Sun Dec 2nd through Sat the 8th, 2018 at Palais des Congrès de Montréal
This is a very interesting piece of work, challenging a preconception that a lot of deep learning practitioners have. The authors show that batch norm has very little effect on "internal covariate shift". They postulate that its benefit is due to a smoothing effect on the optimisation landscape. As far as I am aware, there is very little work exploring the underlying mechanisms of batch norm. The paper is easy to follow, and well written with a clear narrative. Having a theoretical analysis alongside an empirical one is encouraging. A few comments: - 3D plots (in figures 1 and 2) are fairly difficult to interpret (beyond observing that the width changes) - What explicitly is the loss gradient in figure 4? Is it simply the vector of dLoss/dWeights for the network? - Have you observed the effect of batch norm on more modern networks (e.g. Resnets/Densenets?) ------------------------------ Post-rebuttal ------------------------------ Having read the rebuttal, and the other reviews I am happy with my verdict (7)

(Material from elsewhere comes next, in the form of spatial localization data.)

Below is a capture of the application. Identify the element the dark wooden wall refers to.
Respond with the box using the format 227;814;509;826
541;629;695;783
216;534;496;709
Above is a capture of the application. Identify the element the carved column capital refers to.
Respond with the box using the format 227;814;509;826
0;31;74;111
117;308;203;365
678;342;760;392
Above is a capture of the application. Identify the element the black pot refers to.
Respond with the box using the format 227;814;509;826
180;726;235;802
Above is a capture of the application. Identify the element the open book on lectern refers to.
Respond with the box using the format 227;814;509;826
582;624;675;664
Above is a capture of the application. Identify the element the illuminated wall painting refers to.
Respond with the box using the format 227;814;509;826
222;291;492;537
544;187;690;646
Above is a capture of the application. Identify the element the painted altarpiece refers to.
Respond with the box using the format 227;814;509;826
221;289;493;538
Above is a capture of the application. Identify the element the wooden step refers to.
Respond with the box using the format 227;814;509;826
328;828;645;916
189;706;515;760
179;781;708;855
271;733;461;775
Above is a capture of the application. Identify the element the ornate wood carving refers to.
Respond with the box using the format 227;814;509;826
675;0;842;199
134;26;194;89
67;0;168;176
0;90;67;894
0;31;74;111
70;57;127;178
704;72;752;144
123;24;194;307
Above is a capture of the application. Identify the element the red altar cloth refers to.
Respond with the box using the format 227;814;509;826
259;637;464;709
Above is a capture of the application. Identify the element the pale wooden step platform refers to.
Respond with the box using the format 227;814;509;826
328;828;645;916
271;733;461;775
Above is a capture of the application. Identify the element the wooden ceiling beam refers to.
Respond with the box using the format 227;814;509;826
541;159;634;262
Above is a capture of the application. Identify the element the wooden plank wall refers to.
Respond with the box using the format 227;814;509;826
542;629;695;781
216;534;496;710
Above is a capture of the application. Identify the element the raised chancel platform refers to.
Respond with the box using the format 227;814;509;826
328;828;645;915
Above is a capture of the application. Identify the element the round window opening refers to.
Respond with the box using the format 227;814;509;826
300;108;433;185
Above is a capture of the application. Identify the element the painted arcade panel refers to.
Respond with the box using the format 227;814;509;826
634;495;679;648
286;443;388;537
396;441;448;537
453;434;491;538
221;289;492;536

Batch normalization accelerates the training process of deep networks and has become de facto standard. Despite the widespread popularity, we have little evidence of where such improvement comes from. This paper explores the roots of success for batch normalization, which was believed to the reduction of internal covariate shift phenomenon, as suggested by the original batch normalization paper. This paper argues it is not because batch norm reduces internal covariate shift. Instead, it is because batch norm smoothens the loss gradient landscape such that gradient is more predictable even with large step sizes. My main question is regarding Section 2.2 “Is BatchNorm reducing internal covariate shift?”. I was a bit confused about the new definition of internal covariate shift. In the original paper, by internal covariate shift, they refer to the changes of each layer’s input distribution. In this sense, the reduction of internal covariate shift appears to be one of the simple consequences of batch norm’s mechanics. But when we adopt the new definition, the internal covariate shift goes up as we optimize. I can see the new definition being more convenient from an optimization perspective, but perhaps it is a bit strange to conclude batch norm does not reduce internal covariate shift at all from empirical results based on a different definition. Despite so, the results based on the new definition are still interesting to think about. As suggested in the end, the smoothening effect of batch norm could encourage the training process to converge to more flat minima. I am curious if other normalization strategies, which aim at the same smoothening effect, also tend to improve generalization as well. A minor concern: Activation histograms in Figure 2 and Figure 7: It is a bit hard for me to interpret such histograms without the explanation of what each axis means.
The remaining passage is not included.